[SatNews] According to NSR’s Government and Military Satellite Communications, 7th Edition report just released, the industry will continue revenue gains until 2019 despite the imminent troop drawdown and complete withdrawal of allied troops in Iraq and Afghanistan.
Policy changes in these hotspots are beginning to affect demand trends and market potential, which has grown robustly since 2002. There appears to be a turning point in market dynamics where sustainability and growth levels may have reached their peak. Moreover, internal military proprietary capacity has been deployed, and more is on the way to address bandwidth and service shortfalls. However, the NSR report finds that commercial bandwidth, commercial services, and commercial partnerships are permanent features of military/government procurement and usage over the long term. This has been pronounced repeatedly by various military entities, in particular the U.S. Department of Defense, which is by far the largest user of commercial bandwidth and services in the government sector.
In sum, NSR projects government and military satellite communications equipment and services to grow from an estimated $3.2 billion in revenues in 2009 to $9.2 billion by 2019, yielding total revenues of $66.8 billion over an 11-year period. Satellite services provided by systems integrators and service providers should dominate revenue streams, accounting for 89 percent of cumulative revenues. Equipment sales will likewise experience healthy growth as a mix of solutions including VSATs, COTP, COTM and narrowband mobile solutions continue to impact the marketplace.
Declining troop presence does adversely impact certain segments of demand, but these are replaced by other segments that drive growth. In fact, bandwidth requirements for missions specifically for intelligence gathering, surveillance and reconnaissance (ISR) are far greater than supporting troops on the ground. Unmanned aerial vehicles (UAVs) in particular are expected to drive usage as ISR missions will increase as troops are withdrawn. Although bandwidth-per-soldier requirements have increased over time, bandwidth-per-UAV is far greater currently and is expected to increase exponentially over time. The report also finds that creative solutions, both in terms of technological offerings and partnerships between governments and the commercial industry, will lead to unique opportunities.

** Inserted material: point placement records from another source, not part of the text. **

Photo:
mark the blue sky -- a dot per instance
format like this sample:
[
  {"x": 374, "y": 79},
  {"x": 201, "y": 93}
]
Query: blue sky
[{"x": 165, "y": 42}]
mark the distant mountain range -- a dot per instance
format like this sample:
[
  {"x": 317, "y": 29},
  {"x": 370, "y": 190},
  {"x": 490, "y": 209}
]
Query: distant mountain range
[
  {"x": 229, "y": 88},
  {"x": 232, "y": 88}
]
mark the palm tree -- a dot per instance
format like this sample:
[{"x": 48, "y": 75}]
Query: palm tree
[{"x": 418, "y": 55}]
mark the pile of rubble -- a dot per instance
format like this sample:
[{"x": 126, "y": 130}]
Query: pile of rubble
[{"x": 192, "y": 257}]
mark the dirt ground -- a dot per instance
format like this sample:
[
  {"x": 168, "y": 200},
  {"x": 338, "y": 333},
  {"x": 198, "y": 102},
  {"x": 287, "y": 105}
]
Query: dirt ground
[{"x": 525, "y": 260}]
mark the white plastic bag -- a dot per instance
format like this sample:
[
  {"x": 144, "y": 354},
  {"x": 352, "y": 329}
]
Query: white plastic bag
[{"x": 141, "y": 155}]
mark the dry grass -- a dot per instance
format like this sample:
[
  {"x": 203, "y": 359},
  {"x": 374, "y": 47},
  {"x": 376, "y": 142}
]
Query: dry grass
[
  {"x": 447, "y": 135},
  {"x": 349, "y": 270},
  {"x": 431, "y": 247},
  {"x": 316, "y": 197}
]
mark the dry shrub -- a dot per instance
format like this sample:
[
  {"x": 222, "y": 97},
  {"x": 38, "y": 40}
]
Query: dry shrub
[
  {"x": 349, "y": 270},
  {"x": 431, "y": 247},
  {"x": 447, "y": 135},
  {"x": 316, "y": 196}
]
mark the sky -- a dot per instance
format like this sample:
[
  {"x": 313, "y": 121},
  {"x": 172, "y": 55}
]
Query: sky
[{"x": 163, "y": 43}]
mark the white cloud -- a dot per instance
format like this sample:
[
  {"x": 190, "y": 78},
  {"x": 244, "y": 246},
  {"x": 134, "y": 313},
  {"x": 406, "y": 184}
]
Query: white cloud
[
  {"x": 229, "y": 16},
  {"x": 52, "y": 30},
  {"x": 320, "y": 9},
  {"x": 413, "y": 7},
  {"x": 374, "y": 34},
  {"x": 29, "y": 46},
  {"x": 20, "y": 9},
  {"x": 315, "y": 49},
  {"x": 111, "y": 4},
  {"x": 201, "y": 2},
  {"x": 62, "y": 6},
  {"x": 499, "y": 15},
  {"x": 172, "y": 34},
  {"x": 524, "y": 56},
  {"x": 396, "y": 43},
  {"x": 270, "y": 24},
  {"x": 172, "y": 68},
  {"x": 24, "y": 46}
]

Past procurement practices of buying traditional C- and Ku-band transponders on the spot market are likely to decline, while arrangements via hosted payloads, deployment of military frequencies on commercial satellites and leveraging the advantages of High Throughput Satellites (HTS) are some of the arrangements that will likely increase within the next five years.
Government and Military Satellite Communications, 7th Edition is a multi-client report now available from NSR. The report provides market forecasts for in-service units, service revenues, equipment revenues, bandwidth revenues, demand by legacy FSS systems and HTS, and regional trends.